Después de un mes en La Paz, el 20 de septiembre Bolívar y Rodríguez viajaron a Oruro, donde llegaron el 24. En los pocos días que estuvieron en Oruro dejaron disposiciones para que se comenzaran a organizar las instituciones de educación, la prioridad eran las escuelas de primeras letras y de latinidad, las de dibujo, matemáticas y ciencias mineralógicas.
El 5 de octubre llegaron a Potosí. Los residentes organizaron un recibimiento espectacular. Se construyeron arcos triunfales y reunieron a miles para aclamarlo. En las siete semanas que duró su estancia se multiplicaron los banquetes, no faltaron ni bailes ni corridas de toros y las más de las noches se lanzaron espectaculares fuegos de artificio.
El 26 de octubre subieron a la montaña. Bolívar, en un gesto conscientemente épico, clavó un manojo de banderas sobre la cima y saludó a la América emancipada: “Venimos venciendo desde las costas del Atlántico, y en quince años de una lucha de gigantes hemos derrocado el edificio de la tiranía, formado tranquilamente en tres siglos de usurpación y de violencias. Las míseras reliquias de los señores de este mundo estaban destinadas a la más degradante esclavitud. ¡Cuánto no debe ser nuestro gozo al ver tantos millones de hombres restituidos a sus derechos por nuestra perseverancia y nuestro esfuerzo! En cuanto a mí, de pie sobre esta mole de plata que se llama Potosí y cuyas venas riquísimas fueron trescientos años el erario de España, yo estimo en nada esta opulencia cuando la comparo con la gloria de haber traído victorioso el estandarte de la Libertad, desde las playas ardientes del Orinoco, para dejarlo aquí, en el pie de esta montaña, cuyo seno es el asombro y la envidia del universo”, refiere el libro Simón Rodríguez Cartas, editado por la Universidad Nacional Experimental Simón Rodríguez (2001).
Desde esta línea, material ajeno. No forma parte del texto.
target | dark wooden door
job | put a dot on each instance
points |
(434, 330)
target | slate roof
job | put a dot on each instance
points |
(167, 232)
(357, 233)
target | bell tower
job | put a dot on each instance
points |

El 3 de noviembre, la comitiva entró en Chuquisaca. Ahí aconteció un evento por demás histórico: Simón Bolívar le estrechó la mano a Juana Azurduy de Padilla, la teniente coronela, como la llamaban en Salta, Argentina, las montoneras de Güemes.
En un gesto de aprecio y reconocimiento, Bolívar le concedió por decreto una pensión vitalicia de 480 pesos. Pero el pago era intermitente y precario. No eran diferentes de aquéllos contra quienes ella guerreó para fundar esta patria independiente y sin ventura. No alardeaba, sin embargo, de lo pasado, ni murmuraba de lo presente. Era sobria de palabras como un veterano, escribió Gabriel René Moreno en la semblanza biográfica La Teniente Coronela de la Independencia Doña Juana Azurduy de Padilla.
El 6 de enero de 1826 Bolívar salió de Chuquisaca para Lima, se fue de Bolivia y en ella dejó a su maestro con el propósito de edificar la república modelo, designio que no pudo consolidar por diversas razones.
Así fue el paso del libertador por Bolivia y así estaba Bolivia en los tiempos de Bolívar, naciendo aún y él en su momento de gloria.